That doesn’t entirely rule out safety belt failure, although Simpson is confident engineering tests will do so. But it does clear his company of any direct culpability for the death, which Myers attributed to the violent forward motion of Earnhardt’s unrestrained head.

To his credit, the racetrack physician, Dr. Steve Bohannon, acknowledged his initial speculation was wrong. Helton wasn’t as forthright. Instead, he dodged and ducked and said that he never directly connected the belt to Earnhardt’s death.

He didn’t need to. All he had to do was mention the possibility of belt failure at a news conference, and the connection was as vivid as a lightning bolt. It immediately deflected attention from NASCAR safety procedures and three other similar deaths at its tracks to a small businessman bewildered to find himself at the center of a maelstrom involving the death of a racing legend.

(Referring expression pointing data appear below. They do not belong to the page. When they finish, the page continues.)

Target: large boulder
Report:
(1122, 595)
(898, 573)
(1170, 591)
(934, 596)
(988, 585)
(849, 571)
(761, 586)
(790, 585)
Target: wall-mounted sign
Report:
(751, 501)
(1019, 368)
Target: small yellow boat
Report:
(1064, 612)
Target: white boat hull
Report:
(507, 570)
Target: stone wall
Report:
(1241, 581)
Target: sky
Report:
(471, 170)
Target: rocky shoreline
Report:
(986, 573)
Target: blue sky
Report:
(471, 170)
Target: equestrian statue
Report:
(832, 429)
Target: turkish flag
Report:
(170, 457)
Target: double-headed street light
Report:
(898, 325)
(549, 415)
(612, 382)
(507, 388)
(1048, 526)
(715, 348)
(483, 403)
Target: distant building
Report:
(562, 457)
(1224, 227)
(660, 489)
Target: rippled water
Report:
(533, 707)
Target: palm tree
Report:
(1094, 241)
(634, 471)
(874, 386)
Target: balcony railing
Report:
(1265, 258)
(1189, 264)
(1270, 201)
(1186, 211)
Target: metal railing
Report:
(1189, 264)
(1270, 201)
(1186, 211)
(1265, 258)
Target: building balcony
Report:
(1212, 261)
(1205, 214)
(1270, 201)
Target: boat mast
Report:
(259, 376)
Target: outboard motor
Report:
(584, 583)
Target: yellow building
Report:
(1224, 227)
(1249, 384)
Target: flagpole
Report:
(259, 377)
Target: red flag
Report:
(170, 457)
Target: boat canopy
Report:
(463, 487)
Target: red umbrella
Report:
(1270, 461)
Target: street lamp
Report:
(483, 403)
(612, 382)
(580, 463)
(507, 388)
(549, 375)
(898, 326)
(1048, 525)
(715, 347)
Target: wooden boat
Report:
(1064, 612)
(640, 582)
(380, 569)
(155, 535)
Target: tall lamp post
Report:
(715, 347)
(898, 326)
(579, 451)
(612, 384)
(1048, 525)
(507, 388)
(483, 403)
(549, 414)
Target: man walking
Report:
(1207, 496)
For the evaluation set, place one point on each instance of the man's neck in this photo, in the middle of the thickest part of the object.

Simpson lost business. He lost sleep. He almost lost his reputation — and all the while, NASCAR officials waited behind their kingdom’s walls, saying they would have nothing else to say until their own safety review was completed, maybe in a few months.

The irony, of course, is that the Florida legislature has passed a law — borne out of the Earnhardt case — that will make it much more difficult for news organizations to perform the sort of expeditious autopsy review that exonerated Simpson’s company. North Carolina’s legislators jumped on the bandwagon to propose a similar law here.

Lawmakers say they simply want to spare grieving relatives the nightmare of having a loved one’s autopsy photographs published on the Internet or in seedy tabloids. That’s a noble sentiment, but don’t think this action will come without a cost.

These records are public for a reason. When the truth is obscured or meted out only through the discretion of a few powerful individuals or entities, it is inevitably the innocent and less powerful who suffer.

But don’t take our word for it. Ask Bill Simpson.